The other two modes are both more personal and more real than the first, each a kind of escalation of the magical, archetypal and narrative practice, where the game develops a kind of feedback loop into the reality of the participants, and the whole emerges greater than the sum of its parts or the individual participants.

This kind of diceless and personal narrative driven roleplaying reminds me of of many things, but in particular of both Amber and Toon. In Amber, the system developed to roleplay in Roger Zelazney’s stories, dice are not used but rather there is a reliance on narrative. Also, I remember reading the instruction in Toon, a roleplaying game about being cartoon characters, that if a player could explain some way that to do what they want to accomplish, and the more bizarre and convoluted the description, they should be allowed to do so, no matter what the rules might otherwise say.

The creative and narrative nature of this game also suggests to me some of the same foundation as can be found in HipBone Games’ Glass Bead Game which I posted about earlier this week.

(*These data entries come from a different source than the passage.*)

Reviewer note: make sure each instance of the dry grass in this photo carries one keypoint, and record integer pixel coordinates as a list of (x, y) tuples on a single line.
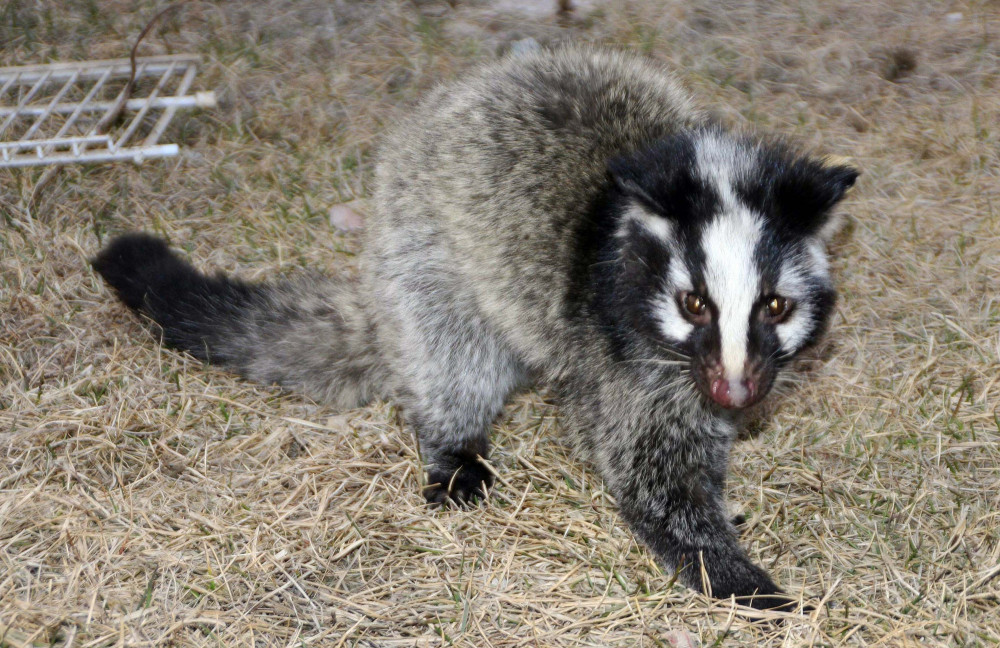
[(146, 499)]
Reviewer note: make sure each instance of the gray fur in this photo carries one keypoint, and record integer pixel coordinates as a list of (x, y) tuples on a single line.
[(470, 288)]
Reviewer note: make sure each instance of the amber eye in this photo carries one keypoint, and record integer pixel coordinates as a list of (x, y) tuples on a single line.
[(694, 304), (777, 306)]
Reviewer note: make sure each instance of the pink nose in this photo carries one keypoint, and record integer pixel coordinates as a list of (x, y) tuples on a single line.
[(733, 395)]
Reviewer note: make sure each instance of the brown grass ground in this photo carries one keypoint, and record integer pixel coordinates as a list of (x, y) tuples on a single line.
[(146, 499)]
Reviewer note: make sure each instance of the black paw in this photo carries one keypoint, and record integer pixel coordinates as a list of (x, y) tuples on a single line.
[(461, 486)]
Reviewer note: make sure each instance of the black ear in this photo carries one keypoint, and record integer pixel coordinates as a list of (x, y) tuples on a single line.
[(660, 177), (805, 191)]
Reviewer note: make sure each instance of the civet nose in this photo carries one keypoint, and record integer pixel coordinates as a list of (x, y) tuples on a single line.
[(720, 392), (733, 393)]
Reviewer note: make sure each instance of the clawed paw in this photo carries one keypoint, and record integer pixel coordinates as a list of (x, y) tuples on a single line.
[(464, 486)]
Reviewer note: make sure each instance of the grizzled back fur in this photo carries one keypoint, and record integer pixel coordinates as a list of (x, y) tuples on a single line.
[(567, 217)]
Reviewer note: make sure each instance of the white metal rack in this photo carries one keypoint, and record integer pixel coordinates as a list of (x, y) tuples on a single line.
[(54, 114)]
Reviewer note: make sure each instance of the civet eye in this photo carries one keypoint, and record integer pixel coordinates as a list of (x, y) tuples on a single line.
[(777, 306), (694, 304)]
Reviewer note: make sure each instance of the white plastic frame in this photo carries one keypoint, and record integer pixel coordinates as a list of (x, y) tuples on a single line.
[(62, 131)]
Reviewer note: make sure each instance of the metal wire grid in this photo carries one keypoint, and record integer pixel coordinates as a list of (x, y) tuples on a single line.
[(50, 114)]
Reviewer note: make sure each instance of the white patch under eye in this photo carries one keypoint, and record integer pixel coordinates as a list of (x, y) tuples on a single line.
[(656, 225), (794, 283), (672, 322), (732, 279)]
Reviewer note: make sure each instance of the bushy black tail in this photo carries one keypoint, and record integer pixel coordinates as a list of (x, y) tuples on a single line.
[(312, 335)]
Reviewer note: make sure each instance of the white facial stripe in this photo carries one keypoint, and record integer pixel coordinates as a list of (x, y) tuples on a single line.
[(729, 242), (732, 280)]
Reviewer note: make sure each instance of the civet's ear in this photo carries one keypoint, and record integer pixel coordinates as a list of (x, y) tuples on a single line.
[(660, 176), (805, 190)]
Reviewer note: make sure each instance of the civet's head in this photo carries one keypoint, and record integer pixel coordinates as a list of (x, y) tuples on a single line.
[(723, 240)]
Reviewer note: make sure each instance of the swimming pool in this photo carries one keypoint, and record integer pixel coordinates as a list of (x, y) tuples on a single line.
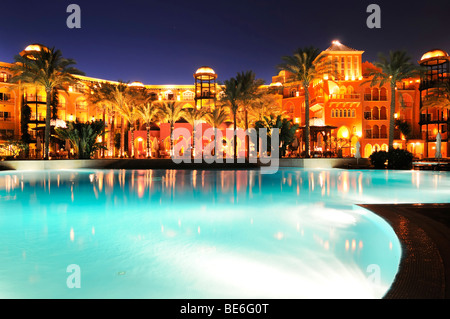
[(203, 233)]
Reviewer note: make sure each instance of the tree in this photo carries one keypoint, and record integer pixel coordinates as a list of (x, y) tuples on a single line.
[(306, 66), (438, 97), (47, 68), (148, 112), (264, 105), (192, 116), (128, 111), (100, 96), (83, 137), (390, 70), (286, 130), (232, 93), (121, 97), (249, 92), (215, 118), (171, 112)]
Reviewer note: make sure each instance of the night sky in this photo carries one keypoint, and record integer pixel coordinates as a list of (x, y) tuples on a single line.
[(164, 42)]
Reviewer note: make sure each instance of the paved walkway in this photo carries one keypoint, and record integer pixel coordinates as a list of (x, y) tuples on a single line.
[(424, 231)]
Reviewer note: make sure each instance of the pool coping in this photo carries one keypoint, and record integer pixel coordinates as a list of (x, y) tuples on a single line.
[(424, 233)]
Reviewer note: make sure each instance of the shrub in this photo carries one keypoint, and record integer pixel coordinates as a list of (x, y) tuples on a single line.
[(378, 159), (396, 159), (400, 159)]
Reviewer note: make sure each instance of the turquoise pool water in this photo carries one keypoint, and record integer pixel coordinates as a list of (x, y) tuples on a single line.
[(203, 234)]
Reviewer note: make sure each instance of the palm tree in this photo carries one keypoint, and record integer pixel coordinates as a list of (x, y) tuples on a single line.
[(121, 98), (171, 112), (83, 137), (390, 70), (192, 115), (306, 65), (215, 118), (249, 91), (99, 95), (47, 68), (264, 105), (438, 97), (232, 92), (128, 111), (148, 112)]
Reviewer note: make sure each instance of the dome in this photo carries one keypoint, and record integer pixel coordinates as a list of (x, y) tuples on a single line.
[(136, 84), (434, 57), (35, 47), (205, 73)]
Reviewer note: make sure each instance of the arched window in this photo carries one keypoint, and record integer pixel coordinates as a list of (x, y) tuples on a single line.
[(368, 150), (367, 94), (375, 113), (188, 95), (367, 113), (383, 94), (4, 77), (383, 115), (368, 131), (376, 131), (375, 94), (383, 131)]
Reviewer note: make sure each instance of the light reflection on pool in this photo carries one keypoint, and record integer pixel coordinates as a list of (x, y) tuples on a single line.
[(203, 234)]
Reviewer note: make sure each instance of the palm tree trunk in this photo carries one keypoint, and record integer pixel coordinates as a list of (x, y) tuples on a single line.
[(111, 135), (234, 136), (391, 117), (122, 138), (132, 141), (103, 135), (47, 125), (307, 133), (246, 136), (149, 154)]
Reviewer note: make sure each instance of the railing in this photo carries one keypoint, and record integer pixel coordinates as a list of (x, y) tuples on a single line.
[(345, 96)]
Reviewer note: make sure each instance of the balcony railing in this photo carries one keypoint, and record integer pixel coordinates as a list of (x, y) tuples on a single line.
[(345, 96)]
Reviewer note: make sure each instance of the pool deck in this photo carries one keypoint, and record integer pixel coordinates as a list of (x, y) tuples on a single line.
[(424, 232)]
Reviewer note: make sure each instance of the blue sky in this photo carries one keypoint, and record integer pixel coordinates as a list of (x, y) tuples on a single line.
[(164, 42)]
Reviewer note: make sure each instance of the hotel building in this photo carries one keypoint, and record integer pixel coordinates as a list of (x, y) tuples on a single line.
[(343, 110)]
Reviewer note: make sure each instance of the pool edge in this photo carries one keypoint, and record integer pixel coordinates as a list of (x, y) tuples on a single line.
[(424, 233)]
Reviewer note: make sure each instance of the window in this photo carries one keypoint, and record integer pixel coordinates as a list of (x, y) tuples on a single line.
[(383, 115), (368, 131), (376, 131), (188, 95), (375, 113), (383, 94), (4, 77), (4, 96), (367, 95), (5, 116), (367, 113), (375, 94), (383, 131)]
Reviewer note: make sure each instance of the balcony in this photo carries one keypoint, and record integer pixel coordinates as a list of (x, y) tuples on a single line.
[(345, 96)]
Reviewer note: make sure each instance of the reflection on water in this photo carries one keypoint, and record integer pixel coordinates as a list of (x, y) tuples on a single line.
[(204, 233)]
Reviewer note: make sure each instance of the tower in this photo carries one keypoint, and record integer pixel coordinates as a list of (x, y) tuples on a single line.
[(205, 87), (433, 120)]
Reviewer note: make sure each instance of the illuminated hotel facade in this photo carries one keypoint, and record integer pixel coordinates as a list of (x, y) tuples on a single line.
[(343, 111)]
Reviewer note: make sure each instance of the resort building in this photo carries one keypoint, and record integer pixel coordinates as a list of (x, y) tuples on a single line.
[(344, 109)]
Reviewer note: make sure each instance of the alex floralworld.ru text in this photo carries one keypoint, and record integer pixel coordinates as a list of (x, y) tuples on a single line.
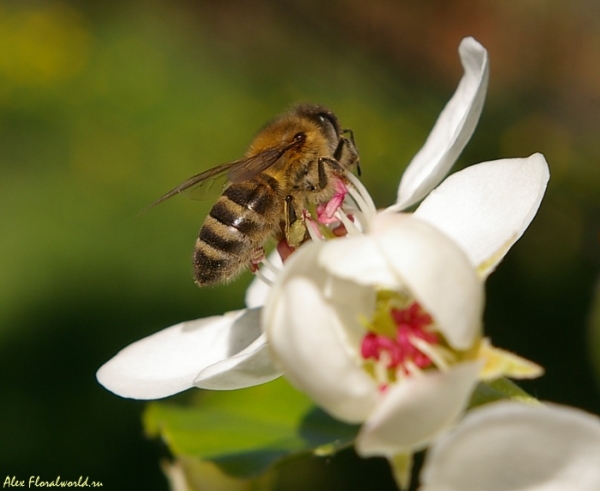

A collection of the letters and journals from a complete session might look very much like the text of Dracula or a fully formed Lovecraft tale, but is moreover a kind of magical journal for not just a personal practice but a record of a group trance.


I’ve been exploring a bit of the influence of esoterica on fiction, and visa versa, over at the Cadaver Synod: Esoteric Fiction and Fictional Esoterica. What if, instead of setting the game within the Lovecraftian tales of the Cthulhu Mythos, a bunch of people interested in the Western Esoteric Tradition, including gamers, writers, readers, magicians, Jungians, and who ever else might be both creative and crazy enough to want to join, were to tell each other a strange emerging tale, a shared narrative, using this method, using shared, sequential narratives and perhaps, for recording field and solo modes, personal journal entries. Now that would be interesting!

All that would be needed is a venue, such as a dedicated website or a blog, where correspondence and journals could be posted, a framework for the setting of the story, and a bunch of crazy kids interested in forming a secret psychodrama cult club … you know, maybe not something to start up smack in the middle of NaNoWriMo, but what about starting that up in the coming New Year?